Guidance and standards for sustainable procurement
The Government has published new guidance and updated standards to help public sector buyers to buy sustainably:
- Adapting your procurement
Guidance to help Government departments and the public sector to use the procurement process to deliver public buildings, services and goods that are well-adapted to climate change.
- Government Buying Standards
Information on sustainable procurement and detailed specifications for a range of products
Adapting your procurement
Adapting your procurement, jointly produced by Defra and OGC, is aimed at all Government departments, the wider public sector and private sector contractors.
Projects funded by the public sector have a long lifetime so it is important that adaptation is considered within procurement policy to ensure the long-term sustainability of this spend. Projects must be able to adapt to the climate change they might face over their lifetime.
The headline messages from Adapting your procurement are:
- The impacts of climate change should be considered for the lifetime of the assets or other goods and services that are being delivered through procurement
- This will help to ensure public services remain fit for purpose and public investment is cost effective in a changing climate
- Increased public sector leadership and demand for well-adapted goods and services can help to incentivise the private sector and encourage the development of new skills and innovative approaches
- It is possible to adapt your procurement within existing frameworks and procurement rules – there is no legal reason not to and it makes sense to reduce longterm risk from climate change to a project
- Adaptation must be incorporated into wider corporate and sustainability objectives so that public procurement remains sustainable
Government Buying Standards
The Government Buying Standards (GBS) – previously known as Buy Sustainable Quick Wins – aim to make it easier for government buyers to buy sustainably.

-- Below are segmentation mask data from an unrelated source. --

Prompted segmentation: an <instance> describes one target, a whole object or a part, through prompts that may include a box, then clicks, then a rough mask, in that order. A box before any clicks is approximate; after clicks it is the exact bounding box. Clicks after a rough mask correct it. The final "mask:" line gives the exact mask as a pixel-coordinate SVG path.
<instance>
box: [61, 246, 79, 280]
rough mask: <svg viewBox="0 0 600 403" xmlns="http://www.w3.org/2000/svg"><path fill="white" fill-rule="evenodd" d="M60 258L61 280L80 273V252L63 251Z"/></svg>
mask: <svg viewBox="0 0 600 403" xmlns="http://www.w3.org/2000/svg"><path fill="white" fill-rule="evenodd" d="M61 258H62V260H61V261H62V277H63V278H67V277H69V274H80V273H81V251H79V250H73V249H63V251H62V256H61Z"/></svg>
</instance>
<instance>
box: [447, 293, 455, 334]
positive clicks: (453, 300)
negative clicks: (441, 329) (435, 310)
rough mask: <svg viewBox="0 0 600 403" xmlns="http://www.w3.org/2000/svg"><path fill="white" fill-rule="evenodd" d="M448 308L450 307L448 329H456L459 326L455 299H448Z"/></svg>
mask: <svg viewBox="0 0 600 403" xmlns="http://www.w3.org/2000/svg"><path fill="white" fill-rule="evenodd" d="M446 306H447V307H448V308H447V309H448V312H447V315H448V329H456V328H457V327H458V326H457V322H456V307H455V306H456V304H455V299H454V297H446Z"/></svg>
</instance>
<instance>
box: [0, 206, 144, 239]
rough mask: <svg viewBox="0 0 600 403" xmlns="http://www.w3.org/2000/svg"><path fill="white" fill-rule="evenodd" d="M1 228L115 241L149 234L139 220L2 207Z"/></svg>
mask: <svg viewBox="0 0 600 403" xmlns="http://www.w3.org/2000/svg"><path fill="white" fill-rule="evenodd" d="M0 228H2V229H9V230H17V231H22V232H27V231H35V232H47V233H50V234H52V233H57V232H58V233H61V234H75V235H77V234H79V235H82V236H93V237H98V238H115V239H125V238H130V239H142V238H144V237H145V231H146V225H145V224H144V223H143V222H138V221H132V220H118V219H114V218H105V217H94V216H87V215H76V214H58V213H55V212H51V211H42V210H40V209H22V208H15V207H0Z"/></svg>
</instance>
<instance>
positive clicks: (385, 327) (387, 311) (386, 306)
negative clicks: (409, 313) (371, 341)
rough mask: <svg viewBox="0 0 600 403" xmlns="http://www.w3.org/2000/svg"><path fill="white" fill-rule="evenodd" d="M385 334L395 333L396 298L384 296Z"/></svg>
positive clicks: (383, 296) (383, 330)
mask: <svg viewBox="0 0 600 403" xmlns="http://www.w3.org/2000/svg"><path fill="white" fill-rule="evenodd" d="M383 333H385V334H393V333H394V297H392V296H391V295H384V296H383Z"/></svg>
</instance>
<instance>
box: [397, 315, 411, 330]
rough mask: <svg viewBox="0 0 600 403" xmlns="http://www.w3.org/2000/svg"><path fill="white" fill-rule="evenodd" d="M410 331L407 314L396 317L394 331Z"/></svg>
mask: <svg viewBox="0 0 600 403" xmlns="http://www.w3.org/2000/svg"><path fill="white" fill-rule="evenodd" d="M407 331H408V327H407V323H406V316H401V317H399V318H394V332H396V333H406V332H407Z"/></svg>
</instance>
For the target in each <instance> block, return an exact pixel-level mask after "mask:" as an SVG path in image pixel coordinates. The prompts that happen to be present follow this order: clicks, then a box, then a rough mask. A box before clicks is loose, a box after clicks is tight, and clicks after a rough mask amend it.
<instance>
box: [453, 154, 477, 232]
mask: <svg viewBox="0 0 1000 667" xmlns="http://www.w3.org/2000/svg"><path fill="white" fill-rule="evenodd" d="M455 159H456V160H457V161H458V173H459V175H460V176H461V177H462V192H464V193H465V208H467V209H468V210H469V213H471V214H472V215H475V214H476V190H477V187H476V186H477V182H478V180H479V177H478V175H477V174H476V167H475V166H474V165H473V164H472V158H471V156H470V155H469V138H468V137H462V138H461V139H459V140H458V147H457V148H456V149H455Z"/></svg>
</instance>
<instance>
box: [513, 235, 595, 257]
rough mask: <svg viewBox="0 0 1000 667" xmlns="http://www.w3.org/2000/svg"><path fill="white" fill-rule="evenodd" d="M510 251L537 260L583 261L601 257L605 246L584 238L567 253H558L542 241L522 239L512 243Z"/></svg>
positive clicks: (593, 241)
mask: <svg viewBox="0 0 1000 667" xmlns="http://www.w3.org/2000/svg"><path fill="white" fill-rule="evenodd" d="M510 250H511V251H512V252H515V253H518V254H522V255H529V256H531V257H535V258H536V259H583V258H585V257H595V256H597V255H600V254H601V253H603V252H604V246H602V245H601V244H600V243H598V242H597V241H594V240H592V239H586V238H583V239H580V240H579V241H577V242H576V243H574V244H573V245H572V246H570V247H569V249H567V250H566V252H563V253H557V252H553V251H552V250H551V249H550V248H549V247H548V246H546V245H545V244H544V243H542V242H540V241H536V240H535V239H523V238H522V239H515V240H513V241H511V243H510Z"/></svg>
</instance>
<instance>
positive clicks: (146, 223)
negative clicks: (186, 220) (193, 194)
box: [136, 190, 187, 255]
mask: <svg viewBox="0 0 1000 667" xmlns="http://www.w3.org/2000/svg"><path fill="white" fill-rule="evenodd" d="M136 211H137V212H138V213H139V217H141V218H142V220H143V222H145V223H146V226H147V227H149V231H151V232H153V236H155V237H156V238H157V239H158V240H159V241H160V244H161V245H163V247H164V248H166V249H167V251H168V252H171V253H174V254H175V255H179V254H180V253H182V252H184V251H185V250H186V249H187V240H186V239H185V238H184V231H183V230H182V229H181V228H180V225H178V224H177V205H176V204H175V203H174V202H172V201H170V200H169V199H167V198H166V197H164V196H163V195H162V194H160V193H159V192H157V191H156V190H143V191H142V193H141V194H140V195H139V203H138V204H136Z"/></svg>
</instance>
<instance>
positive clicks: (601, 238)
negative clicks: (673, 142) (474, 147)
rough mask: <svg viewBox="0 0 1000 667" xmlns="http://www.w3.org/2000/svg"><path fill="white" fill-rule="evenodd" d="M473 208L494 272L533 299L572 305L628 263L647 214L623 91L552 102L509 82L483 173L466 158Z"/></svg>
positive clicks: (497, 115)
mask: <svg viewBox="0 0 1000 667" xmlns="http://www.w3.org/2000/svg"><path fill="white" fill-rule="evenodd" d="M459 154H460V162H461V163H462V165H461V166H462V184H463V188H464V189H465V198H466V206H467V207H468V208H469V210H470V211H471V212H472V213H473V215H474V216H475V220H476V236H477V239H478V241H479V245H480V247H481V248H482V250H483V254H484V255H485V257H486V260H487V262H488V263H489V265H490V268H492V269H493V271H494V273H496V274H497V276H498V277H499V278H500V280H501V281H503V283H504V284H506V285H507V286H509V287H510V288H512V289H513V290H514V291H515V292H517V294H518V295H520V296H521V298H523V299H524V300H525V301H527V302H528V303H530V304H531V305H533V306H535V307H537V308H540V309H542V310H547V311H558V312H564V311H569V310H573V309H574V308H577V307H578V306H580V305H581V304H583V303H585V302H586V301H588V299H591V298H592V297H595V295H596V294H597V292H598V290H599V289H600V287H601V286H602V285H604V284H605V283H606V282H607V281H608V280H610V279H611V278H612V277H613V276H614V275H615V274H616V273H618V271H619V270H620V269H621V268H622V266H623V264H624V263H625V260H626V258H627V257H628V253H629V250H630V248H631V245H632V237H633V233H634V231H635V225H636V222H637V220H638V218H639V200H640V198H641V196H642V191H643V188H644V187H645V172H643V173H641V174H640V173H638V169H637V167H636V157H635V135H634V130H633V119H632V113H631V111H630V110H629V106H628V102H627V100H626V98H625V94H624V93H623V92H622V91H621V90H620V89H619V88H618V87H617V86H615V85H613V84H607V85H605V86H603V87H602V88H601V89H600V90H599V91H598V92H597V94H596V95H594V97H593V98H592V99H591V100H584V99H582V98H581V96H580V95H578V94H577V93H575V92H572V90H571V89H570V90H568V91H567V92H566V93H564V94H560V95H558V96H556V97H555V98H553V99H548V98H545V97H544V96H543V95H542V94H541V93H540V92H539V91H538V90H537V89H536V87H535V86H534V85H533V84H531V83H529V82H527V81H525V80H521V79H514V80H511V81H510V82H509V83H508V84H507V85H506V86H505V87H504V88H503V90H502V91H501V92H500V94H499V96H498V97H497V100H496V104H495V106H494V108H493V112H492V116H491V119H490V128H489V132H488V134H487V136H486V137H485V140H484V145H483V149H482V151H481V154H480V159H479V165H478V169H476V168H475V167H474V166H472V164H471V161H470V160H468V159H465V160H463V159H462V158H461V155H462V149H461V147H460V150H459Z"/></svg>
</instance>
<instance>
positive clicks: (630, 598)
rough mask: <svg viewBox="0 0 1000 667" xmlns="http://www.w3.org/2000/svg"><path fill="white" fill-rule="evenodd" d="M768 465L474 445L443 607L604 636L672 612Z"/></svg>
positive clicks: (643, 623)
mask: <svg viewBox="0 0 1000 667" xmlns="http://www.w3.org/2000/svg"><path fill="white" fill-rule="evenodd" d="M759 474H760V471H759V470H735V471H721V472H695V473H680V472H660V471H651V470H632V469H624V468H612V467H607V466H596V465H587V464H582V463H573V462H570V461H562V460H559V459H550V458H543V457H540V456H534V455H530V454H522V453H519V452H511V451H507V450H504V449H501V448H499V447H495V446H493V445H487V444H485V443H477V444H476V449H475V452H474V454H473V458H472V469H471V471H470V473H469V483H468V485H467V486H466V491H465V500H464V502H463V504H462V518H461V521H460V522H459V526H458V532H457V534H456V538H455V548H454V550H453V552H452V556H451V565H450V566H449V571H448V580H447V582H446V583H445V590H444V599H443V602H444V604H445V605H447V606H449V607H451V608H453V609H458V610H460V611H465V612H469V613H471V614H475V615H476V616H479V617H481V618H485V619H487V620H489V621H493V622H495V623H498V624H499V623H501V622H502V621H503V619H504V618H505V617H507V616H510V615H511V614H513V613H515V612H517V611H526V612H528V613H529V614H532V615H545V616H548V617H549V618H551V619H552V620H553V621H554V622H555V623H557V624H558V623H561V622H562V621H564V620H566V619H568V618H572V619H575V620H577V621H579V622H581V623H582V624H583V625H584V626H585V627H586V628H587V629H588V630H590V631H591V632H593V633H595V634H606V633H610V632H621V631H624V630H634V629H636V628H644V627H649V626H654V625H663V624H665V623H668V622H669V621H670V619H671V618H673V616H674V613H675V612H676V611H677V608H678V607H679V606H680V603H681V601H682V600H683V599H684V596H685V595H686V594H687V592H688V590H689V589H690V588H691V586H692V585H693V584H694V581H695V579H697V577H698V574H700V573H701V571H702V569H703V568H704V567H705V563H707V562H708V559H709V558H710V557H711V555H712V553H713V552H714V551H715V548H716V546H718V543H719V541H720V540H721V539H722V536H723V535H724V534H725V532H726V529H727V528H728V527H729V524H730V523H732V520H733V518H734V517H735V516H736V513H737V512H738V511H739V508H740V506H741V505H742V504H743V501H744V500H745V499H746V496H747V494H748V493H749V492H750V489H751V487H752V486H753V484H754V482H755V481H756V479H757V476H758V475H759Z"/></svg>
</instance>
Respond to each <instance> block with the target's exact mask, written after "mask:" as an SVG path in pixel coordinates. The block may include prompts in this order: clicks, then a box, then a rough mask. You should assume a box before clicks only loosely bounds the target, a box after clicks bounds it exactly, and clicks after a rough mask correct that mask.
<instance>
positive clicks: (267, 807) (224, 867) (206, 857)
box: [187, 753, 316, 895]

The Government Buying Standards set out the sustainable criteria that must be followed when buying a range of different products and services. The Standards have been also designed to ensure that products which fulfil the criteria provide better value for money over the whole life of the product than products that do not.
All central government departments and their related organisations must ensure that they meet at least the mandatory Government Buying Standards when buying goods and services in the product groups covered. There are currently around 50 standards in ten priority groups – and more are being added on an ongoing basis.
Official specifications are provided for a range of products, covering cleaning, construction, electrical goods, furniture, gardening services, office equipment, paper, textiles and transport. Although there are no Government Buying Standards for food and catering, the voluntary Healthier Food Mark for the wider public sector is currently being piloted and contains sustainability criteria.
Specifications can be inserted directly into tenders, asking suppliers to prove their compliance with these standards and enabling more suppliers to develop products that meet the standards – so increasing competitiveness.
The GBS webpages also provide information on sustainable procurement and how to apply it when buying – and links to websites with lists of products that meet the standards.
At the launch of the Sustainable Procurement Action Plan in March 2007, the then Financial Secretary to the Treasury John Healey MP said “…We know that good procurement is sustainable procurement…” – and all government departments are now required to adopt sustainable procurement.
Government Buying Standards are designed to help buyers across the public sector to do exactly this.
By following the Government Buying Standards, the whole public sector can meet key targets around sustainability – including some of the mandatory Sustainable Operations on the Government Estate (SOGE) and Sustainable Development in Government (SDiG) targets.